What are the decoration building blocks?

  • Decoration describes an adaptive collection of graphical effects that may be applied to an arbitrary rectangle (e.g., box). Decorations optionally specify a padding (via Decoration.padding) to ensure that any additional painting within a box (e.g., from a child widget; note that decorations do not perform clipping) does not overlap with the decoration’s own painting. Additionally, certain decorations can be marked as complex (via Decoration.isComplex) to enable caching.

    • Decorations support hit testing (via Decoration.hitTest). A size is provided so that the decoration may be scaled to a particular box. The given offset describes a position within this box relative to its top-left corner. An optional TextDirection supports containers that are sensitive to this parameter.

    • Decorations support linear interpolation (via Decoration.lerp, Decoration.lerpFrom, and Decoration.lerpTo). The “t” parameter represents a position on a timeline with 0 corresponding to 0% (i.e., the pre-state) and 1 corresponding to 100% (i.e., the post-state); note that values outside of this range are possible. If the source or destination value is null (indicating that a true interpolation isn’t possible), a default interpolation should be computed that reasonably approximates a true interpolation.

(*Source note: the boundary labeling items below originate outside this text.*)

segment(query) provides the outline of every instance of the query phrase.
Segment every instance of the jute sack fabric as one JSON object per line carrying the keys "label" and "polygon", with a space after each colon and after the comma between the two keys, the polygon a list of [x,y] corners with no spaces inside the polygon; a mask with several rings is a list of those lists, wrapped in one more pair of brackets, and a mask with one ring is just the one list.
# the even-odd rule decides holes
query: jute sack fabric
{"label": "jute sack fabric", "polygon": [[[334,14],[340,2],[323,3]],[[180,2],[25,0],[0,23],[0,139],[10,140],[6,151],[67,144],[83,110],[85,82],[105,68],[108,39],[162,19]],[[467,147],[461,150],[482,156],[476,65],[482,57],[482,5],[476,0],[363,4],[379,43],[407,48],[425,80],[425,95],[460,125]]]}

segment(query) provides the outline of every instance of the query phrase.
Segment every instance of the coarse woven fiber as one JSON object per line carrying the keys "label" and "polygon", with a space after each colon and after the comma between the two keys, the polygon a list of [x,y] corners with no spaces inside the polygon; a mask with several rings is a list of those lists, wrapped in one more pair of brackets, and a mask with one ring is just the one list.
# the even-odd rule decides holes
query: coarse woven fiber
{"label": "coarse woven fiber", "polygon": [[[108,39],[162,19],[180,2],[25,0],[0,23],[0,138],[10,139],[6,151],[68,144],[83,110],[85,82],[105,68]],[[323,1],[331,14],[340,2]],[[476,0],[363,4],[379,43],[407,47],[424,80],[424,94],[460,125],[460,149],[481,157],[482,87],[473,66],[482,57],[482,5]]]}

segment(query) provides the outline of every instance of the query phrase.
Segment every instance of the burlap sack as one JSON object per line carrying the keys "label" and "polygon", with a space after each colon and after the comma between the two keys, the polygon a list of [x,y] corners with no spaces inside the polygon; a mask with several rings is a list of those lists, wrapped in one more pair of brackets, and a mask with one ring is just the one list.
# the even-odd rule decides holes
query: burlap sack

  • BoxDecoration is a Decoration subclass that describes the appearance of a graphical box. Boxes are composed of a number of elements, including a border, a drop shadow, and a background. The background is itself comprised of color, gradient, and image layers. While typically rectangular, boxes may be given rounded corners or even a circular shape (via BoxDecoration.shape). BoxDecorations provide a BoxPainter subclass capable of rendering the described box given different ImageConfigurations.

  • ShapeDecoration is analogous to BoxDecoration but supports rendering into any shape (via ShapeBorder). Rendering occurs in layers: first a fill color is painted, then a gradient, and finally an image. Next, the ShapeBorder is painted (clipping the previous layers); the border also serves as the casting element for all associated shadows. ShapeDecoration also uses a BoxPainter subclass for rendering.

    • Shape decorations may be obtained from box decorations (via ShapeDecoration.fromBoxDecoration) since the latter is derived from the former. In general, box decorations are more efficient since they do not need to represent arbitrary shapes; however, shapes support a wider arrange of interpolation (e.g., rectangle to circle).

  • DecoratedBox incorporates a decoration into the widget hierarchy. Decorations can be painted in the foreground or background via DecorationPosition (i.e., in front of or behind the child, respectively). Generally, Container is used to incorporate a DecoratedBox into the UI.

  • NotchedShape describes the difference of two shapes (i.e., a guest shape is subtracted from a host shape). A path describing this shape is obtained by specifying two bounding rectangles (i.e., the host and the guest) sharing a coordinate space. The AutomaticNotchedShape subclass uses these bounds to determine the concrete dimensions of ShapeBorder instances before computing their difference.

How are decorations painted?

  • BoxPainter provides a base class for instances capable of rendering a Decoration to a canvas given an ImageConfiguration. The configuration specifies the final size, scale, and locale to be used when rendering; this information allows an otherwise abstract decoration to be made concrete. Since decorations may rely on asynchronous image providers, BoxPainter.onChanged notifies client code when the associated resources have changed (i.e, so that painting may be repeated).